Kucka lotta ma pare predicare del deserto
Poco più di due anni fa Juraj Kucka, da poco arrivato a Parma proveniente dal Trabzonspor, confezionò due assist per Barillà e Gervinho nel 3-3 in rimonta sul campo della Juve. Era la sua terza partita nel Parma, la seconda da titolare. «Io sono uno che non molla mai» disse a caldo in sala stampa. Ed è vero: lo sta dimostrando anche quest'anno in cui, finalmente, da due settimane gli è stata assegnata anche la fascia di capitano visto che Alves comincia a saltare qualche gara.
Solo che il ''virus'' della sua irriducibilità non pare molto contagioso nel gruppo crociato. Non lo fu due anni fa quando, dopo la gara con la Juve i crociati seppero cogliere solo due vittorie in 16 partite, salvandosi per il rotto della cuffia, e non lo è quest'anno. Cinque gol e un assist, l'incombenza di calciare i rigori (anche delicati come quello al 91' dell'andata con lo Spezia) svolta infallibilmente. E poi tanta duttilità.
JOLLY AFFIDABILE
Oltre al suo canonico ruolo di mezzapunta nel Parma ha fatto anche il centrale, il trequartista, l'esterno d'attacco, cambiando spesso posizione a gara in corso. A La Spezia sabato ha finito da centravanti e ha sfiorato un gol di testa che avrebbe ricordato da vicino quello realizzato a Reggio e che stava quasi per valere una vittoria scacciacrisi. Ma aveva già giocato come «falso nueve» anche la passata stagione quando mancavano contemporaneamente Inglese e Cornelius.
CHILOMETRI A GOGÓ
Vogliamo parlare del suo podismo? A La Spezia è, stato, tra i 22 in campo, il secondo per chilometri percorsi. Con 11 km e 912 metri ha fatto solo 50 metri meno di Kurtic. P.s.: globalmente il Parma ha corso 113,6 km contro i 99,3 dello Spezia, il che significa che ognuno dei 10 giocatori di movimento crociati ha fatto quasi 1,5 chilometri più del suo avversario. Tanto per sgombrare il campo sulla carenze di condizione fisica...

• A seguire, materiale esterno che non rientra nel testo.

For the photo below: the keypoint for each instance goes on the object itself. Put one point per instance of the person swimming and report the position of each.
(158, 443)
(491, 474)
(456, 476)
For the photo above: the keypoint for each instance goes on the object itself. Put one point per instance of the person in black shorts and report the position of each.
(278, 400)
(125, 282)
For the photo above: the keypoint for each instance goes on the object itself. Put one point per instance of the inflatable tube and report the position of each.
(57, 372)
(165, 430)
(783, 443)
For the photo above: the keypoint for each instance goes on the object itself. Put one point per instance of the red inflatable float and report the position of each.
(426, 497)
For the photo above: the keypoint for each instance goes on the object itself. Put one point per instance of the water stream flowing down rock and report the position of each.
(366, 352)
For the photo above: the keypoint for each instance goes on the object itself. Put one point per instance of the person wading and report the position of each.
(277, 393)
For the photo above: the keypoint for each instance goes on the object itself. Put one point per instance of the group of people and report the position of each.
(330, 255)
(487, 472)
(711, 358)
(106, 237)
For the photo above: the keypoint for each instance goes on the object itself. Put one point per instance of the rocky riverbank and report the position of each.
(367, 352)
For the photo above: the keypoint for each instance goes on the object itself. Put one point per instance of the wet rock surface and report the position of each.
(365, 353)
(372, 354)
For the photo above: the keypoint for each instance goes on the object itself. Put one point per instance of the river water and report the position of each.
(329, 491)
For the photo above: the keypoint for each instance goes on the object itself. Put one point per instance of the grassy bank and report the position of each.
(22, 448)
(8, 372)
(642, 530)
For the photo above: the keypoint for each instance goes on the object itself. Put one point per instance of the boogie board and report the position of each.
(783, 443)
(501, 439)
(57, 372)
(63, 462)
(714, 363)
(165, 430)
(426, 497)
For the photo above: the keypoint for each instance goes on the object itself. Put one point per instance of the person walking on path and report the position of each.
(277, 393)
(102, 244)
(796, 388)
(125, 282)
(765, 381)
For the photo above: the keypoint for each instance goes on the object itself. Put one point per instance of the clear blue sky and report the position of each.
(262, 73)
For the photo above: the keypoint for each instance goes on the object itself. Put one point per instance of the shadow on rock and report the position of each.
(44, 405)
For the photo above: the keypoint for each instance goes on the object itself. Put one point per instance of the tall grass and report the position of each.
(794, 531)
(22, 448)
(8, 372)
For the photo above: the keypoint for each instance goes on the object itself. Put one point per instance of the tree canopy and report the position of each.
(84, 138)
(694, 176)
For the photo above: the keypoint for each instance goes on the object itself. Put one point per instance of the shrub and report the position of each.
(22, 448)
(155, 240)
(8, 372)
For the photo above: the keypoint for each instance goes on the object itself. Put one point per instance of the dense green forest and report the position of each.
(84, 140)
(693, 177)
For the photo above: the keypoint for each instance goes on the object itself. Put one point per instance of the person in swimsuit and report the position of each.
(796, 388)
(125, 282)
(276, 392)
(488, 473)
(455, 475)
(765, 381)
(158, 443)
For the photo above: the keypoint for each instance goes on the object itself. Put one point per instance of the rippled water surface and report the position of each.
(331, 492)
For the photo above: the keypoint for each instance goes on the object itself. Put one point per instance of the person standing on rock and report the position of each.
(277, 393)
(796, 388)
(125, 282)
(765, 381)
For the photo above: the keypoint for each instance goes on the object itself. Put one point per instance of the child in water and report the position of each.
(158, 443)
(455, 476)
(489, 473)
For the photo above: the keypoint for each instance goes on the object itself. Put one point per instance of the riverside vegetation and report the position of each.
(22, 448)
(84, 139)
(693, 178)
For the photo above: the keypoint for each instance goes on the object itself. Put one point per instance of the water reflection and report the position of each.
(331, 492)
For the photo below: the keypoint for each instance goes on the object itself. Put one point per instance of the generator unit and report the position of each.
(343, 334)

Tornando a Kucka possiamo certamente dire che il suo atteggiamento combattivo in campo, il suo saper e voler incidere in entrambe le fasi, il sapersi rapportare con compagni, arbitro e avversari ne fanno un capitano infinitamente più adeguato del suo ultimo predecessore. Riportarlo in Italia era stata un'intuizione di Faggiano dopo che lui si era messo in mostra con Genoa e Milan. Come detto però nonostante il suo innesto in squadra il Parma del primo anno in A nel girone di ritorno ebbe un incredibile crollo di rendimento. La stessa cosa accade quest'anno: lui gioca partite sontuose ma attorno a sé vede compagni poco ''intensi'', poco aggressivi, spesso confusi e demoralizzati.

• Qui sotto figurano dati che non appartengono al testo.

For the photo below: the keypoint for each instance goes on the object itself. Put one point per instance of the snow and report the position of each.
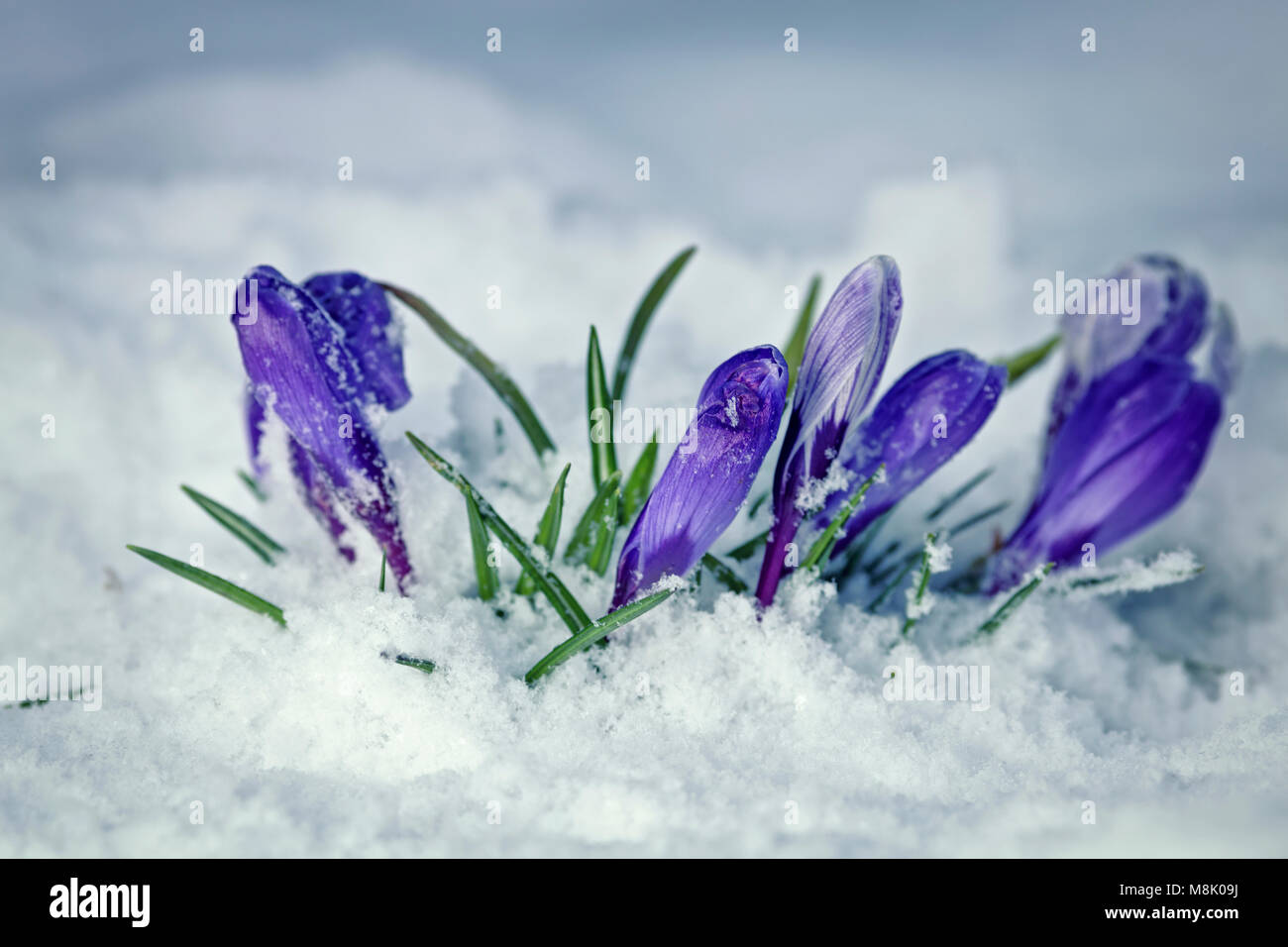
(698, 729)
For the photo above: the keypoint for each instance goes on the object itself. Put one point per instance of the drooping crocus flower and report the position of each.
(708, 474)
(844, 357)
(926, 416)
(1131, 421)
(1128, 453)
(303, 368)
(1170, 304)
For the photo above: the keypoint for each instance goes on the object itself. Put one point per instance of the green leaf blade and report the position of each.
(825, 543)
(259, 541)
(596, 528)
(213, 582)
(593, 633)
(484, 571)
(599, 414)
(548, 582)
(725, 575)
(795, 348)
(496, 377)
(636, 488)
(1022, 363)
(997, 618)
(548, 531)
(642, 317)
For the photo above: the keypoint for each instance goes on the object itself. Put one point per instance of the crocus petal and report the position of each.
(256, 436)
(1171, 308)
(926, 416)
(317, 496)
(844, 357)
(708, 474)
(1128, 454)
(1225, 359)
(372, 333)
(300, 368)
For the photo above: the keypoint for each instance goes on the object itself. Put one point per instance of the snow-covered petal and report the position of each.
(1129, 451)
(927, 415)
(300, 368)
(709, 474)
(374, 338)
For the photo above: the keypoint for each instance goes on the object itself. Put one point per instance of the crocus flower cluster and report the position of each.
(1131, 423)
(326, 359)
(708, 475)
(925, 418)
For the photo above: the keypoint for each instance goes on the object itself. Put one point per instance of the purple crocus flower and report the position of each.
(926, 416)
(844, 359)
(1128, 453)
(360, 307)
(708, 475)
(1170, 317)
(1131, 421)
(301, 368)
(256, 419)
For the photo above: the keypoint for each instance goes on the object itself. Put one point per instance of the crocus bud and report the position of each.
(926, 416)
(300, 368)
(1127, 454)
(844, 359)
(256, 436)
(706, 482)
(361, 308)
(1170, 313)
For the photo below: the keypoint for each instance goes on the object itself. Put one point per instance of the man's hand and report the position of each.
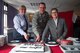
(26, 36)
(38, 38)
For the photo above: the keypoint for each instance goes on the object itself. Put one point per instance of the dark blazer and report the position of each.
(57, 32)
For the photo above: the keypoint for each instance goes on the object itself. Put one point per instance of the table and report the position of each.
(47, 50)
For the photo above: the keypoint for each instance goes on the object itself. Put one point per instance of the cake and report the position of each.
(30, 47)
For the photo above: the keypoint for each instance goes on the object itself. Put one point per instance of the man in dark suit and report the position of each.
(39, 21)
(56, 26)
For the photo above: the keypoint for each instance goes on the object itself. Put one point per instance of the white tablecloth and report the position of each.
(47, 50)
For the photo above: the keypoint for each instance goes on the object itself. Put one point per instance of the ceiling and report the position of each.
(32, 5)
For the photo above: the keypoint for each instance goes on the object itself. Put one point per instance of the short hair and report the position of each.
(54, 9)
(22, 6)
(42, 3)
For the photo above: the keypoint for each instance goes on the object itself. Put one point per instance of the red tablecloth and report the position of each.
(6, 49)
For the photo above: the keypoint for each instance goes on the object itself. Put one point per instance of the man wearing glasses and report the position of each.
(56, 26)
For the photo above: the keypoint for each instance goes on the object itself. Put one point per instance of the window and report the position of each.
(5, 19)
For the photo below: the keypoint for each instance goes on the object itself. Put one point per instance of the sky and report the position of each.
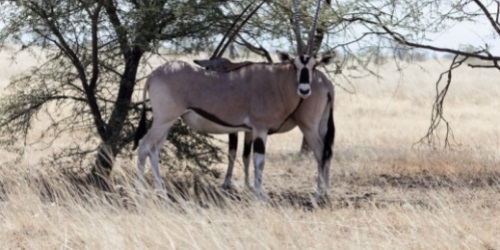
(476, 34)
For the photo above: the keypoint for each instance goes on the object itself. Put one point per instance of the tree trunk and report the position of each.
(112, 143)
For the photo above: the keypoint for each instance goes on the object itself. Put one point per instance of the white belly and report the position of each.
(203, 125)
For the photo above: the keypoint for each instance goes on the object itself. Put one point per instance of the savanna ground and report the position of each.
(386, 192)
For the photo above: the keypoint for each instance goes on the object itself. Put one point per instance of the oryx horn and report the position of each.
(297, 27)
(310, 44)
(219, 51)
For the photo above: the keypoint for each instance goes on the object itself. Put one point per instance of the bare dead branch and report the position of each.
(257, 50)
(488, 16)
(437, 115)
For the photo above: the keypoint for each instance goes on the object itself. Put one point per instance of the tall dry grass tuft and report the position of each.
(386, 192)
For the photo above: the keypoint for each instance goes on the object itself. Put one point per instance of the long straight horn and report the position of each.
(238, 29)
(216, 51)
(297, 27)
(313, 29)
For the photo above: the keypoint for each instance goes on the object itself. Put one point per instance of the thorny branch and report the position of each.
(437, 115)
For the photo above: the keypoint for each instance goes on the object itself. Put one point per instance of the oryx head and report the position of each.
(304, 64)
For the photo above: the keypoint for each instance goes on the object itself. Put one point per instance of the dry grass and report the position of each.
(385, 194)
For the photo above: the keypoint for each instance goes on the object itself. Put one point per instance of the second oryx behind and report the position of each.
(259, 98)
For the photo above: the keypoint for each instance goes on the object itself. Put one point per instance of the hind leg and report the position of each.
(233, 146)
(247, 149)
(259, 152)
(150, 146)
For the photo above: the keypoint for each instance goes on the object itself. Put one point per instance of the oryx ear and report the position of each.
(284, 57)
(325, 60)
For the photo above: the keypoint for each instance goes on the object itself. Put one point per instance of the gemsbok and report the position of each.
(258, 98)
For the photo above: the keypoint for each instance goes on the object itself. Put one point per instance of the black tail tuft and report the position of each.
(141, 129)
(329, 137)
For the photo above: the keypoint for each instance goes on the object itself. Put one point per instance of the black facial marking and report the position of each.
(304, 75)
(216, 119)
(304, 59)
(258, 146)
(233, 141)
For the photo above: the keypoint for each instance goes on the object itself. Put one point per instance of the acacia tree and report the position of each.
(93, 52)
(412, 23)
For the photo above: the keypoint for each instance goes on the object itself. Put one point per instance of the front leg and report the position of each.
(259, 151)
(247, 149)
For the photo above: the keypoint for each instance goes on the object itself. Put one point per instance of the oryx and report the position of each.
(258, 98)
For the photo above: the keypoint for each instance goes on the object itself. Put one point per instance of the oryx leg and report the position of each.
(259, 151)
(233, 146)
(247, 149)
(150, 146)
(318, 140)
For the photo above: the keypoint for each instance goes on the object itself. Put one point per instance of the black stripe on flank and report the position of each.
(233, 141)
(215, 119)
(329, 137)
(258, 146)
(247, 148)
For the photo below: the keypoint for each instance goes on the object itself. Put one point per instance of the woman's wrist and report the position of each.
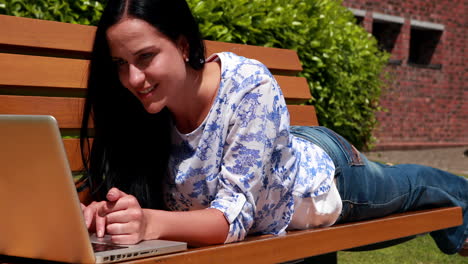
(154, 224)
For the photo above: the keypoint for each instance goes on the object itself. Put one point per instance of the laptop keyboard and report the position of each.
(97, 247)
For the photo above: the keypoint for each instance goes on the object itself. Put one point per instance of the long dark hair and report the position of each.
(131, 147)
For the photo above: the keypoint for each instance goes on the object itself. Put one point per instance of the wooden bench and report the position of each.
(43, 70)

«Dobbiamo capire perché smettiamo di giocare dopo 70 minuti» si è chiesto pubblicamente dopo l'ultima bruciante rimonta subita a La Spezia. Sarebbe bello trovare una risposta, ma purtroppo non sarà facile perché non ce n'è una sola. Si mescolano errori individuali a carenze caratteriali, inesperienza a stanchezza più mentale che fisica, il tutto condito da uno spirito di appartenenza e di sacrificio che, diluito evidentemente nei veterani, non s'è certo trasmesso alle nuove leve. Peccato allora per gli sforzi frustrati di Kucka, ma peccato soprattutto per il Parma, il suo patron e la sua gente.